We evaluated the regulatory activity of cCREs using four complementary functional assays: genome-wide STARR-seq, MPRA, CRISPR perturbations, and transgenic mouse enhancer assays. Across these assays, nearly all human cCREs (97%) were tested in at least one cellular context, with a substantial fraction showing significant activity. Because STARR-seq provided the highest throughput and enabled systematic assessment of both activating and repressive effects, we focused subsequent analyses on this assay. To resolve cCRE-specific activity from STARR fragments that often span multiple elements, we developed CAPRA, a CRE-centric framework that quantifies enhancer and silencer activity and supports downstream analyses of cell type specificity, sequence features, and combinatorial interactions.
Frequently Asked Questions
Each functional assay tests regulatory activity in a different biological and experimental context. In MPRA experiments, cCREs are typically placed adjacent to a promoter, testing intrinsic sequence-driven regulatory potential. In STARR-seq, cCREs are embedded in the 3′ untranslated region of a reporter transcript, enabling high-throughput detection of both activating and repressive effects but outside native chromatin. In contrast, CRISPR perturbation assays interrogate cCREs in their endogenous genomic and chromatin context, using context-specific transcriptional readouts. These differences are informative rather than contradictory: together, they distinguish cCREs with latent regulatory potential from those that are active in specific chromatin environments. Even within a single assay type, technical factors (e.g., library design or experimental implementation across laboratories) can influence results. We systematically evaluated these sources of variability and their implications in Supplementary Note 2.1.
Across all functional assays, approximately 28% of tested cCREs showed significant activity in at least one assay and cellular context. This estimate likely underrepresents the true fraction of functional elements, as most assays were performed in a limited number of cell types and are biased toward detecting enhancer activity. In K562 cells—where the most extensive functional data are available—91% of promoter cCREs and 65% of enhancer cCREs exhibited significant activity. These higher rates highlight the strong dependence of functional readouts on biosample selection and underscore the importance of expanding assays across additional cellular contexts.
Although whole-genome STARR-seq assays test regulatory sequences outside their native chromatin context, they directly probe the intrinsic regulatory potential encoded in DNA sequence. This makes STARR-seq particularly powerful for identifying sequence features that can drive activation or repression when the appropriate transcription factors are present. Our cross-cell-type analyses show that STARR-seq activity patterns closely reflect differences in transcription factor availability across biosamples, linking sequence composition to cell type-specific regulatory activity. In this way, STARR-seq complements chromatin-based and CRISPR perturbation assays by separating sequence-driven potential from chromatin accessibility and higher-order genomic context.

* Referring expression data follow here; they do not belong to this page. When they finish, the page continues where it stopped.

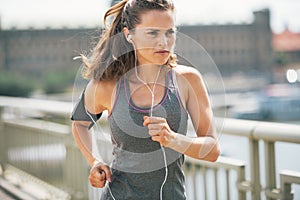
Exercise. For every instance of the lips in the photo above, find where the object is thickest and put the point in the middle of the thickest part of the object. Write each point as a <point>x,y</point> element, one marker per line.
<point>162,52</point>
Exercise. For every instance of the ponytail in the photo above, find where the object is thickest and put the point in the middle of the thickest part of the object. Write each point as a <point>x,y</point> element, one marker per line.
<point>113,56</point>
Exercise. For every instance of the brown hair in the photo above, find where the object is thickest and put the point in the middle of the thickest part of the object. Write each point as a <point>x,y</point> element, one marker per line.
<point>113,56</point>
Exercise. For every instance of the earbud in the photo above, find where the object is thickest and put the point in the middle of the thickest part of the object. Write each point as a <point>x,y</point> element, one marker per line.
<point>129,38</point>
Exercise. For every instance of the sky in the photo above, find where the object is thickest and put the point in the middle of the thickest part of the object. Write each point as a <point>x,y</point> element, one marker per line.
<point>89,13</point>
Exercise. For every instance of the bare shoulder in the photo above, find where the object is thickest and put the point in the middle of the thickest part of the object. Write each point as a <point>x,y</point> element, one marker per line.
<point>98,95</point>
<point>187,73</point>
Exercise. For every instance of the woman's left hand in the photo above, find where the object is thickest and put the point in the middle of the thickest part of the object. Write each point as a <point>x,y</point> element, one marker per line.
<point>159,130</point>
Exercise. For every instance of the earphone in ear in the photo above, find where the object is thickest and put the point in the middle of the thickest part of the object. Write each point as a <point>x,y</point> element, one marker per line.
<point>129,38</point>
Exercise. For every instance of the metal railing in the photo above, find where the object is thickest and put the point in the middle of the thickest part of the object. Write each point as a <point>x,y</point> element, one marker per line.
<point>26,143</point>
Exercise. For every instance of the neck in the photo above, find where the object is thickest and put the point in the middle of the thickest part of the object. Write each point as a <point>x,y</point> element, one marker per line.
<point>149,73</point>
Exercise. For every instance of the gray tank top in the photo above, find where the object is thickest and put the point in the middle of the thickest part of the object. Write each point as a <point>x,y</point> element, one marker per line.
<point>138,167</point>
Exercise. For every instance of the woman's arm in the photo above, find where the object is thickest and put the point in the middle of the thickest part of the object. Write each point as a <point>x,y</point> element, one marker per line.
<point>193,92</point>
<point>94,102</point>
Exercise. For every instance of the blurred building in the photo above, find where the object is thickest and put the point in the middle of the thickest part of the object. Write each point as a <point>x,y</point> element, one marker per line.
<point>37,50</point>
<point>236,47</point>
<point>233,47</point>
<point>287,47</point>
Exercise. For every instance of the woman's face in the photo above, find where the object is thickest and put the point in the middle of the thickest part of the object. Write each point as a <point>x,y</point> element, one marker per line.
<point>154,37</point>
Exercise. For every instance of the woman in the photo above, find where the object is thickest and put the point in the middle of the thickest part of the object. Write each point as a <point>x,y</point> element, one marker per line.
<point>148,96</point>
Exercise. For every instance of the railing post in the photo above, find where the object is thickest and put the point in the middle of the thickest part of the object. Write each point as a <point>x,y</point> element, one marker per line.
<point>241,177</point>
<point>270,167</point>
<point>255,170</point>
<point>3,148</point>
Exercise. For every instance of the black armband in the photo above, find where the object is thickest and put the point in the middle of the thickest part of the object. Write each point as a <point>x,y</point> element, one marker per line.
<point>80,113</point>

CAPRA anchors functional analysis directly on annotated cCREs, enabling element-level interpretation of WG-STARR-seq data. In these human WG-STARR-seq experiments, reporter fragments did not include unique molecular identifiers (UMIs), making it difficult to directly match individual DNA input fragments to their corresponding RNA outputs. As a result, traditional analyses rely on peak calling, which often aggregates signal across large genomic regions and obscures the contributions of individual regulatory elements. By quantifying RNA-to-DNA ratios at cCRE anchors, CAPRA resolves enhancer and silencer activity at single-element resolution and enables systematic analyses of sequence features, cell type specificity, and combinatorial interactions between cCREs.
Motif enrichment analyses of cell type–specific STARR-seq activity revealed expected transcription factors in K562 and HepG2, but also highlighted TP53 and GFI1B motifs in HepG2-active enhancers. TP53-associated enhancers were active in cell lines with functional TP53 but inactive in K562, consistent with known differences in TP53 status across these lines. This illustrates how regulatory activity measured in cancer cell lines can reflect disruptions to underlying regulatory programs.
In contrast, GFI1B—a transcriptional repressor expressed in erythroid cells—was associated with cCREs that showed reduced or repressive activity in K562. This provided early evidence that our STARR-seq–based framework can detect silencing behavior, a property we later leverage to identify and characterize silencer elements genome-wide.
Top: Genome browser view of three distal enhancer cCREs (denoted by 1-3) in the MTNR1A intron with DNase (green) and H3K27ac (yellow) signals in K562. A STARR-seq peak is shown in black. Bottom: CAPRA quantifications for the three enhancers shown in top: EH38E3620077 (1), EH38E3620078 (2) and EH38E3620079 (3) using solo fragments (top) and double fragments (bottom). High quantifications are denoted in purple (CAPRA, p = 0.03).